We present a case of a rare tumor in the oropharynx of a neonate with respiratory distress and feeding difficulties. In the present case, the location of the teratoma at the base of the right tongue did not immediately cause severe respiratory tract obstruction at birth. However, a teratoma, concomitant cleft palate, palatal deformity, or subluxation of the TMJ may result in feeding difficulties in infants. In other words, the presence of TMJ subluxation set this case apart from the typical presentation because of the mass effect caused by the tumor’s particular location and size. The procedure was performed in two stages because of the surgical complexity associated with this condition. However, with consistent rehabilitation efforts, the functionality was restored to make liquid and solid diets feasible.
Nevertheless, it is imperative to emphasize the importance of ongoing reevaluation and continuous follow-up. Our clinical experience demonstrates a potential association between feeding difficulties and underlying anatomical anomalies in the oral cavity and upper respiratory tract. This case emphasizes the importance of identifying and understanding such anatomical anomalies, as they can significantly contribute to feeding difficulties and affect the overall well-being of infants. Timely recognition and appropriate management are essential for optimizing feeding abilities and promoting the healthy development of affected neonates. This report aimed to raise awareness among healthcare professionals regarding the significance of investigating anatomical factors in neonatal feeding difficulties, ultimately enhancing the quality of care provided to vulnerable patients.

ARTICLE INFORMATION

Ethical statement

This study was approved by the Institutional Review Board (AJOUIRB-EX-2023-411) of Ajou University Hospital. The requirement for written informed consent was waived because of the retrospective nature of the study.

Conflicts of interest

No potential conflict of interest relevant to this article was reported.

Author contributions

Conception or design: J.W.M., M.S.P.

Acquisition, analysis, or interpretation of data: J.W.M., M.S.P.

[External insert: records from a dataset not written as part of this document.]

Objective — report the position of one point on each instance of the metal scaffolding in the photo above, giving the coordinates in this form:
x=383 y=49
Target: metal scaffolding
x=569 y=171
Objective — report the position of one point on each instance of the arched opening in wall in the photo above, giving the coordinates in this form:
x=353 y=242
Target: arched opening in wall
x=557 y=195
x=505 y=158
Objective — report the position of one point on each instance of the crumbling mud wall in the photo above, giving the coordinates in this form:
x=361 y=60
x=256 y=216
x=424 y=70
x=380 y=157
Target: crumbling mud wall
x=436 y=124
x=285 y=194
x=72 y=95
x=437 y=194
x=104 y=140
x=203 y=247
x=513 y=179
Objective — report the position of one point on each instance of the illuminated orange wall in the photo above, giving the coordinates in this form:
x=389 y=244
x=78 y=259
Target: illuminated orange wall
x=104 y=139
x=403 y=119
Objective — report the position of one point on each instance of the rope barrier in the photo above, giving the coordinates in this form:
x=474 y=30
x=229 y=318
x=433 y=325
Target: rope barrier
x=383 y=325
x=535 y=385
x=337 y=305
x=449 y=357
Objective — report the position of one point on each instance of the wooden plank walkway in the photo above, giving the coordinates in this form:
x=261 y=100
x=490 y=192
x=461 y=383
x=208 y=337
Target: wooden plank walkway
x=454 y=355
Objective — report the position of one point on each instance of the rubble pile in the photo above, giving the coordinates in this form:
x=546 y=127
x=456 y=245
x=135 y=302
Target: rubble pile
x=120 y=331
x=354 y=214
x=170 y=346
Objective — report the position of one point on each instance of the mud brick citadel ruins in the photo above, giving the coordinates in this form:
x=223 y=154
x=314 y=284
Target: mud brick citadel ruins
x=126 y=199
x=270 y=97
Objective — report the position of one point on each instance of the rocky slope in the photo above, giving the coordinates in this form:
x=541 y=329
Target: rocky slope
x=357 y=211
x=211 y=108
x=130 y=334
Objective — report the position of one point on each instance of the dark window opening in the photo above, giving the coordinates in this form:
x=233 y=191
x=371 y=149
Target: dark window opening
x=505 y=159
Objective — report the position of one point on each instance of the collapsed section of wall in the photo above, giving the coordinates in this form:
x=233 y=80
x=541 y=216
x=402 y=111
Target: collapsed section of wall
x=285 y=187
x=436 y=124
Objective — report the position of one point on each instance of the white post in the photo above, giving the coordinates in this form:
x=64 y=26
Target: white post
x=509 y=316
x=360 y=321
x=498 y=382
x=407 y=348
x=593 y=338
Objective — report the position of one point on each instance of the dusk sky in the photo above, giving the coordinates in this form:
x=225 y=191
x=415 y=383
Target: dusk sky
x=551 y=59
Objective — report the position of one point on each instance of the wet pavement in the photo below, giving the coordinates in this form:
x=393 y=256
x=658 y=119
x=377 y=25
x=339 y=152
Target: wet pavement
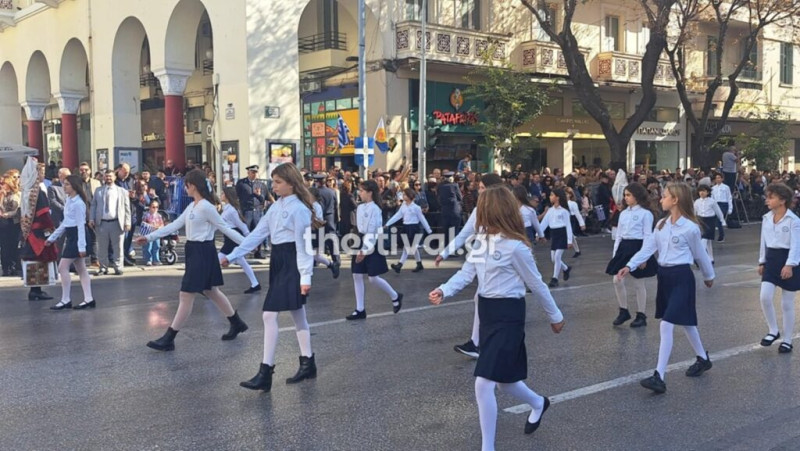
x=85 y=380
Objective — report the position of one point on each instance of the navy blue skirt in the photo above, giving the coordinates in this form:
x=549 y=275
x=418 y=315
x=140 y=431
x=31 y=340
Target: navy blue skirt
x=775 y=261
x=284 y=280
x=675 y=297
x=503 y=357
x=202 y=267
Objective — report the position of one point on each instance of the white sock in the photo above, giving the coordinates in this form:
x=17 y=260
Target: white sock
x=665 y=348
x=487 y=411
x=303 y=334
x=270 y=336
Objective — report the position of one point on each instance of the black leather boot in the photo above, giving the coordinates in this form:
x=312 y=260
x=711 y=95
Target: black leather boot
x=307 y=370
x=262 y=380
x=237 y=326
x=166 y=342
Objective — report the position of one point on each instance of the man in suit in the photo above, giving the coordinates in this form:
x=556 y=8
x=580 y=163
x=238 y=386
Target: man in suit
x=110 y=216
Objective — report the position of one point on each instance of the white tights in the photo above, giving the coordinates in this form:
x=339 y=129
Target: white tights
x=622 y=293
x=487 y=406
x=271 y=334
x=787 y=305
x=377 y=281
x=86 y=281
x=665 y=349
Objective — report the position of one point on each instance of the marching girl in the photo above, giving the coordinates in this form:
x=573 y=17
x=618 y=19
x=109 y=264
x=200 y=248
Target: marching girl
x=635 y=226
x=74 y=226
x=369 y=261
x=677 y=240
x=231 y=213
x=285 y=223
x=412 y=217
x=708 y=212
x=779 y=255
x=557 y=219
x=504 y=265
x=576 y=220
x=202 y=274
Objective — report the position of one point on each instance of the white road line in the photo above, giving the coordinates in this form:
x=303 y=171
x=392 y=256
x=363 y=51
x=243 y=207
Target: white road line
x=625 y=380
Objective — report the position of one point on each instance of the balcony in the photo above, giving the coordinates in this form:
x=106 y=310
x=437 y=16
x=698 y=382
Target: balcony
x=627 y=68
x=543 y=57
x=448 y=44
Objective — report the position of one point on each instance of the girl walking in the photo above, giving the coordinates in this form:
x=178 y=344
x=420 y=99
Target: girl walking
x=677 y=241
x=369 y=260
x=504 y=265
x=285 y=224
x=557 y=219
x=74 y=227
x=635 y=226
x=412 y=217
x=202 y=274
x=778 y=257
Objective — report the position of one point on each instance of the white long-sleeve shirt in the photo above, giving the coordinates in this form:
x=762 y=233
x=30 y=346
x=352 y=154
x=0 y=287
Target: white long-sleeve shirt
x=677 y=244
x=721 y=193
x=411 y=214
x=504 y=267
x=783 y=235
x=635 y=223
x=286 y=221
x=201 y=220
x=74 y=216
x=556 y=218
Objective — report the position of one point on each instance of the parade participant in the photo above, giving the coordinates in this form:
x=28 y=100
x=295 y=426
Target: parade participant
x=504 y=265
x=557 y=219
x=73 y=226
x=285 y=224
x=778 y=257
x=202 y=273
x=232 y=215
x=634 y=227
x=369 y=260
x=708 y=213
x=412 y=217
x=676 y=238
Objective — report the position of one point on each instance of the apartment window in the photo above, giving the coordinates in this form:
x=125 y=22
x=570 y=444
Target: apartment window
x=787 y=66
x=613 y=36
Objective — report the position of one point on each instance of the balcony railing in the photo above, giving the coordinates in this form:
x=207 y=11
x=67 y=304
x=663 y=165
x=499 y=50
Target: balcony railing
x=544 y=57
x=448 y=44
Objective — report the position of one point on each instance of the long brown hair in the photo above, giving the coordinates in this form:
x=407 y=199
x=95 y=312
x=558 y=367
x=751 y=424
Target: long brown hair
x=498 y=209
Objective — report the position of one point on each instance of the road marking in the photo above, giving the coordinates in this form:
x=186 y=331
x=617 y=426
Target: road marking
x=625 y=380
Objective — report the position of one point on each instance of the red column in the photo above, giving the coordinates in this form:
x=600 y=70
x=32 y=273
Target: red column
x=174 y=129
x=69 y=141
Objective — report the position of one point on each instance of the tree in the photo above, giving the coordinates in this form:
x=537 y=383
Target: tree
x=769 y=144
x=722 y=19
x=658 y=15
x=510 y=100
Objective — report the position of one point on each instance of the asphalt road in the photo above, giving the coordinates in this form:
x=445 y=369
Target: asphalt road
x=85 y=380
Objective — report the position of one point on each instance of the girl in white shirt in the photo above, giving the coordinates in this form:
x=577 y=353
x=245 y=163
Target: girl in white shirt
x=231 y=213
x=74 y=226
x=677 y=240
x=503 y=262
x=557 y=218
x=413 y=220
x=779 y=255
x=708 y=212
x=369 y=260
x=202 y=273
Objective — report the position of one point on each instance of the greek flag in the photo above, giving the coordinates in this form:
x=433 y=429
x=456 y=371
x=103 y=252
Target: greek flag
x=344 y=132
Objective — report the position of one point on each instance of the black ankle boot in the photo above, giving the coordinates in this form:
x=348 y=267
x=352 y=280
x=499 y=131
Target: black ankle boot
x=262 y=380
x=237 y=326
x=166 y=342
x=307 y=370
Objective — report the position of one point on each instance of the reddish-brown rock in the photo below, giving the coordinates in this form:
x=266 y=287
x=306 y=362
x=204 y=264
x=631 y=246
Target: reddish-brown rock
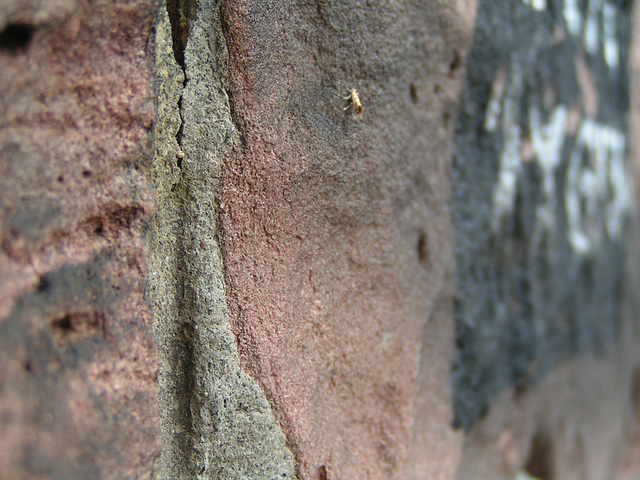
x=78 y=393
x=336 y=231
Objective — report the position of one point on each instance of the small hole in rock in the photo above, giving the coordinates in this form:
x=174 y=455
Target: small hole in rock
x=29 y=366
x=540 y=461
x=413 y=92
x=15 y=36
x=62 y=324
x=43 y=284
x=74 y=326
x=322 y=473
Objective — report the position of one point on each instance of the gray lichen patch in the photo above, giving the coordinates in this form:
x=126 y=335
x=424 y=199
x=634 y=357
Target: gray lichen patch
x=216 y=421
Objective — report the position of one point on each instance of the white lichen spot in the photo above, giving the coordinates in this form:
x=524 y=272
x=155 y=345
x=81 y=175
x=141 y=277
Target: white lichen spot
x=610 y=43
x=591 y=34
x=495 y=100
x=510 y=161
x=537 y=5
x=572 y=17
x=547 y=140
x=596 y=188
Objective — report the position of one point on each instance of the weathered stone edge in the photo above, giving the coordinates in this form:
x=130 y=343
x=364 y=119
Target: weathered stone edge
x=216 y=421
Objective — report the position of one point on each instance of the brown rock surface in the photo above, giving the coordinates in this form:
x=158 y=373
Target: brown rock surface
x=77 y=361
x=336 y=235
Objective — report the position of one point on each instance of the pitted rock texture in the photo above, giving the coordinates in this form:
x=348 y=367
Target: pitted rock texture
x=540 y=193
x=78 y=394
x=336 y=236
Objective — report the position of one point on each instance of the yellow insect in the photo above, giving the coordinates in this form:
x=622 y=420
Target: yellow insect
x=354 y=100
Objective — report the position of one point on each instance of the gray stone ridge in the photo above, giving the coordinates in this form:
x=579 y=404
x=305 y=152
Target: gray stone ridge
x=216 y=421
x=540 y=200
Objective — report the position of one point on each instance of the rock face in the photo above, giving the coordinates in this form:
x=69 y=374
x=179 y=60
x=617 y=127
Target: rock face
x=78 y=367
x=336 y=238
x=540 y=198
x=227 y=250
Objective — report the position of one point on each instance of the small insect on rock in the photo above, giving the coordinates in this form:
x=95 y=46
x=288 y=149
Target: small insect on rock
x=354 y=100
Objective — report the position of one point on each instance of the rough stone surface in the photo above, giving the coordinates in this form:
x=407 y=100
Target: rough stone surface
x=336 y=236
x=540 y=198
x=78 y=367
x=217 y=422
x=580 y=420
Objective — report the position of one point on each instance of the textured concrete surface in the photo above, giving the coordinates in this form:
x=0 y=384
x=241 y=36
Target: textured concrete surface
x=216 y=421
x=78 y=366
x=580 y=420
x=540 y=194
x=336 y=235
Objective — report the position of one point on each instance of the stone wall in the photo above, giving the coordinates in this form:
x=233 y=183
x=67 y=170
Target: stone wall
x=317 y=240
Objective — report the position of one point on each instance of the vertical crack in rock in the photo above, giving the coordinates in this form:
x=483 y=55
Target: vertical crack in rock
x=216 y=421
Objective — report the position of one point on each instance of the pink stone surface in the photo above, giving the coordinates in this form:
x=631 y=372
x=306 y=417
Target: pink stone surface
x=337 y=242
x=78 y=396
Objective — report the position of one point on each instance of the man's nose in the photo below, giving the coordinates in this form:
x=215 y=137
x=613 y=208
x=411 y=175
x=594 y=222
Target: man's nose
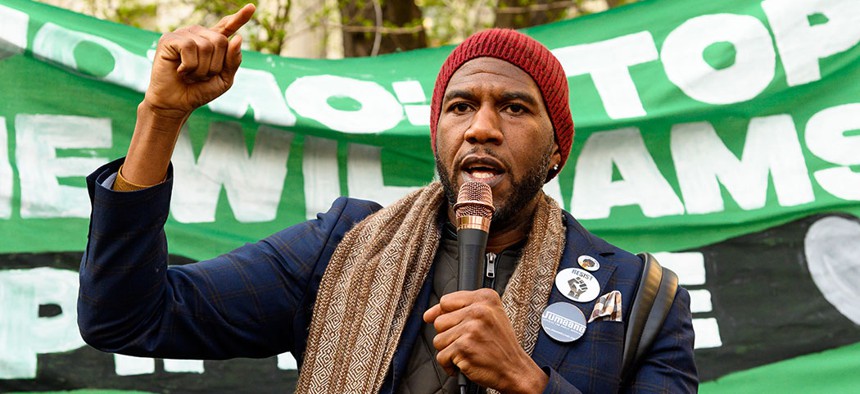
x=485 y=127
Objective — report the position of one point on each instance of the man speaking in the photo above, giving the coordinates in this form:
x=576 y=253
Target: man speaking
x=366 y=297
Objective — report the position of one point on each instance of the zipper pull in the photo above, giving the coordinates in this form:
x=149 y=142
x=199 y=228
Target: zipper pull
x=491 y=265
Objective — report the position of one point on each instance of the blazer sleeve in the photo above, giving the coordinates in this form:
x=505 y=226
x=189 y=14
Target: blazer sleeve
x=252 y=302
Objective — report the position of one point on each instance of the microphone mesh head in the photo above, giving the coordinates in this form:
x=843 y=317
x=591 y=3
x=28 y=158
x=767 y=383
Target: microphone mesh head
x=474 y=199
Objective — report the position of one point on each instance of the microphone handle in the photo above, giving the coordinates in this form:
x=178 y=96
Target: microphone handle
x=472 y=244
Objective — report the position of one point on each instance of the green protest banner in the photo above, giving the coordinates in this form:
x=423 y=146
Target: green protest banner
x=722 y=134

Drafting the work or revising: J.W.M., M.S.P.

Final approval of the manuscript: All authors read and approved the final manuscript.

Funding

None

Acknowledgments

None

Figure 1.
(A) A heterogeneous mass measuring 3.6×1.8×2 cm in size is located at the right oropharynx on computed tomography (arrow) and (B) composed of a tooth-like structure on magnetic resonance imaging (arrowheads).
nm-2023-30-4-108f1.jpg
Figure 2.
(A, B) The right (Rt) condylar process was deviated, and the mandibular fossa demonstrated hypoplasia (arrows). (C) Facial computed tomography showed a subluxation of the temporomandibular joint (arrowheads). Abbreviation: Lt, left.
nm-2023-30-4-108f2.jpg
Figure 3.
(A) A mass was seen in the right oropharyngeal region (arrow). (B) The oropharyngeal mass was then fully exposed, and part of the mass was removed (arrowheads). (C) Abnormalities of the tongue, such as a fissured tongue and accessory tongue, were observed, along with cleft palate (large arrow).
nm-2023-30-4-108f3.jpg
Figure 4.
The oropharyngeal mass was whitish and round, measuring approximately 3.5×2.5×1.4 cm.
nm-2023-30-4-108f4.jpg
Figure 5.
The biopsy results indicated the presence of a keratinizing squamous epithelial-lining lesion in the right oropharynx. It was eventually diagnosed as a mature teratoma (H&E stain, ×20).